The complete life cycle takes from 17 to 30 days at 20-27 degrees C, with survival ranging from 20-70% (Newman et al. 1997, Mazzei et al., 1999). However, water temperature (Mazzei et al., 1999), host plant (Newman et al. 1997) and host plant quality (Sheldon 1997) have been shown to affect development time and success (see also Watson and Newman) This life cycle period allows for three or more generations per summer. In addition, Sheldon and O'Bryan (1996a) reported cyclical patterns in abundance of each life stage. They observed that a peak in egg abundance was followed by a peak in larvae abundance, followed by pupae abundance, and finally adult abundance. This pattern was repeated several times until fall when the adults stopped laying eggs (see also results from Minnesota). Shortly after all sub-adult life stages were no longer found, the adults disappeared, presumably to over winter on shore. Adults leave the shore in spring and return to the water after ice out, between mid-April and mid-May in Minnesota (Newman, Ragsdale and Biesboer 1997).
The milfoil weevil is highly specific to milfoil plants (Myriophyllum spp.) (Sheldon and Creed 1995, Solarz and Newman 1996). Because the weevil is endemic to North America (Colonelli 1980, O'Brien and Wibmer 1982), and Eurasian watermilfoil probably was not established in North America until the 1940's (Smith and Barko 1990), it is evident that the original host was northern watermilfoil (Creed and Sheldon 1994a, Newman and Maher 1995). However, with the introduction and spread of Eurasian watermilfoil across much of North America, the milfoil weevil was exposed to a novel plant that is closely-related to its natural host. Newman and Maher (1995) reported finding milfoil weevils on northern watermilfoil only in lakes where Eurasian milfoil was absent or, in one case, where Eurasian watermilfoil exhibited extensive weevil damage. This indicates that the milfoil weevil has undergone a host range expansion (Bernays and Chapman 1994) to include Eurasian watermilfoil.

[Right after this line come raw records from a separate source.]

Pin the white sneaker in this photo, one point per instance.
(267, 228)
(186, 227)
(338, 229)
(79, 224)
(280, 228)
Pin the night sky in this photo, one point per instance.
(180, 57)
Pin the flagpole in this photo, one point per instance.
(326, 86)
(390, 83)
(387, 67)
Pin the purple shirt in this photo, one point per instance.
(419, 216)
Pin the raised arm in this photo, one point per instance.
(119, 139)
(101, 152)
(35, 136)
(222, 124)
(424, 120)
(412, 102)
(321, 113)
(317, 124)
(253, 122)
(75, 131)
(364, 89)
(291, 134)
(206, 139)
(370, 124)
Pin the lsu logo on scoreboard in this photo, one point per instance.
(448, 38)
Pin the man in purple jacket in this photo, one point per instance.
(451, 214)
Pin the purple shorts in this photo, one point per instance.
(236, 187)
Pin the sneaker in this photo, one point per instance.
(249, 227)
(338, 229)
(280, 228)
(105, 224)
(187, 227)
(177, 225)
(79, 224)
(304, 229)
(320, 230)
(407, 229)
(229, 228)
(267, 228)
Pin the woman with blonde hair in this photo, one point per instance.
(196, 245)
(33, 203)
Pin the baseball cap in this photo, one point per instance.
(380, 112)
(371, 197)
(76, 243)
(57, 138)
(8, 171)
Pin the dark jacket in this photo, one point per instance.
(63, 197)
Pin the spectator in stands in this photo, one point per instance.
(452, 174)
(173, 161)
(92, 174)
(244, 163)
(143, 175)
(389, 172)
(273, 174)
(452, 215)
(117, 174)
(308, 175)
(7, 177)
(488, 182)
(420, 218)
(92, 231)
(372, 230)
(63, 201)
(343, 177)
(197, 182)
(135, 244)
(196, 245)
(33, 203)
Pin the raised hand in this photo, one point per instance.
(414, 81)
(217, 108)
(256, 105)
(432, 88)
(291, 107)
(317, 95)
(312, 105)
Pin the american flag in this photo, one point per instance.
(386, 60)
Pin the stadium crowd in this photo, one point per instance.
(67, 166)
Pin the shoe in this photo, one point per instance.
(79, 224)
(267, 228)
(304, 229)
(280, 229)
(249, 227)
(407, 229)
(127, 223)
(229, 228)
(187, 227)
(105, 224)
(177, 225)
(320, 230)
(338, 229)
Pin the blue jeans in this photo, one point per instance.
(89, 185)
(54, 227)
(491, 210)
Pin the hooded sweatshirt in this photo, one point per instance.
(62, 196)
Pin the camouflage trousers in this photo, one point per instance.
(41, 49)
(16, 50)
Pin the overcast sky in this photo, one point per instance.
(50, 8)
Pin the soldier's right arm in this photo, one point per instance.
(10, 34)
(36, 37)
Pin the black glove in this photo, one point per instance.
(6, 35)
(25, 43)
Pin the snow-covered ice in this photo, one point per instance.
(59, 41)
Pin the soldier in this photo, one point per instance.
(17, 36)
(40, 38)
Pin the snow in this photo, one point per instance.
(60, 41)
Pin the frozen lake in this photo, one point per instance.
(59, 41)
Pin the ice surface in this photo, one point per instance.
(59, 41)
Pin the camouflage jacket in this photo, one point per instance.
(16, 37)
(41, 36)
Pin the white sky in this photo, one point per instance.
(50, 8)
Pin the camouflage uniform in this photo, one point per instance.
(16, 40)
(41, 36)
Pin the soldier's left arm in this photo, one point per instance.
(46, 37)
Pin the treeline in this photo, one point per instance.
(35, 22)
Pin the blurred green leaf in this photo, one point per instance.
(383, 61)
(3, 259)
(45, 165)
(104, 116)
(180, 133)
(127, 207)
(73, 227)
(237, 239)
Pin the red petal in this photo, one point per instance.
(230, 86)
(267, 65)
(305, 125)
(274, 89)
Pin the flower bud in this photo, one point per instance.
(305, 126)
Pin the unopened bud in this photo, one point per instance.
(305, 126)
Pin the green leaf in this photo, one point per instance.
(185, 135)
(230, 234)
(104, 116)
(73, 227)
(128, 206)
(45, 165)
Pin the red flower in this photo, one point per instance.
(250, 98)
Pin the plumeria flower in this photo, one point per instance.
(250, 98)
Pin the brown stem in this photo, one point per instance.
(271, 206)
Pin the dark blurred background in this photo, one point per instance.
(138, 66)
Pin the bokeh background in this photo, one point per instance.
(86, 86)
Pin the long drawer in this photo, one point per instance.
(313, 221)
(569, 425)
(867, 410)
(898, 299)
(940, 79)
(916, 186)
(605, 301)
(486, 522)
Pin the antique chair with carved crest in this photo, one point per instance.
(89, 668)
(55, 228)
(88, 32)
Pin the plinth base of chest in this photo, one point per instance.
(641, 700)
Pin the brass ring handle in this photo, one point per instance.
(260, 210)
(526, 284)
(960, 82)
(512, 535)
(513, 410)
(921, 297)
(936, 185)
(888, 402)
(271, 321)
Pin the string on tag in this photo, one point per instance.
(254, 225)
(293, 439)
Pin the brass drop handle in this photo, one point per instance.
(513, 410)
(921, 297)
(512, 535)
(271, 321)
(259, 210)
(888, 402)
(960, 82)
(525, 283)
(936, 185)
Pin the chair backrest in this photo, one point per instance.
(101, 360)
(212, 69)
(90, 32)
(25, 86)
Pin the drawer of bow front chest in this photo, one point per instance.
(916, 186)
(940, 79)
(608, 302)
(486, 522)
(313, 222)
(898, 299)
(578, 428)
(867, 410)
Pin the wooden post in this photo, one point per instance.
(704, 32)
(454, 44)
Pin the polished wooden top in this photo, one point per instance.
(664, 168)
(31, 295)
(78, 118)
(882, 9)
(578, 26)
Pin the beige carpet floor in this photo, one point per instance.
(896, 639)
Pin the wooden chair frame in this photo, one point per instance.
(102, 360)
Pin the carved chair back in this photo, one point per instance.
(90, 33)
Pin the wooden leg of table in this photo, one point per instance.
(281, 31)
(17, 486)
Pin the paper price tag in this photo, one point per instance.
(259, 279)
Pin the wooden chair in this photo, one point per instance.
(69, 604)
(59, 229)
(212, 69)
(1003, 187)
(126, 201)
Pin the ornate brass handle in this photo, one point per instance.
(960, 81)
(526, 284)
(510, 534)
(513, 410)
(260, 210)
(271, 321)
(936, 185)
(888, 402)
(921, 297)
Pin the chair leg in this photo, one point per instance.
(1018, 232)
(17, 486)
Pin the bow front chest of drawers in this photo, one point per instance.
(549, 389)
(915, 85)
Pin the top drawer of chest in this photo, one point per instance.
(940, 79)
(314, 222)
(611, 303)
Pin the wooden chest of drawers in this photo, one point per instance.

Several laboratory experiments have demonstrated that adult milfoil weevils prefer Eurasian watermilfoil for feeding and oviposition. Sheldon and Creed (1995) showed that adults reared on Eurasian watermilfoil have high feeding preferences for watermilfoils, particularly Eurasian watermilfoil. Solarz (1995) showed that weevils are attracted to substances released by Eurasian watermilfoil into the water. Solarz and Newman (1996) demonstrated that weevils are specific to watermilfoils for oviposition. However, weevils reared on Eurasian watermilfoil highly prefer it over the native northern watermilfoil, whereas adult weevils reared on northern milfoil select northern and Eurasian watermilfoils equally (no preference). Furthermore, development times from egg to adult were 1-2 days longer and survival was lower on northern milfoil than on Eurasian milfoil for captive weevils (Newman et al. 1997). These results indicate that natural populations of the milfoil weevil will shift from the native northern watermilfoil to the exotic watermilfoil when exposed to both. In addition, weevils may benefit from this shift through faster development and increased survival.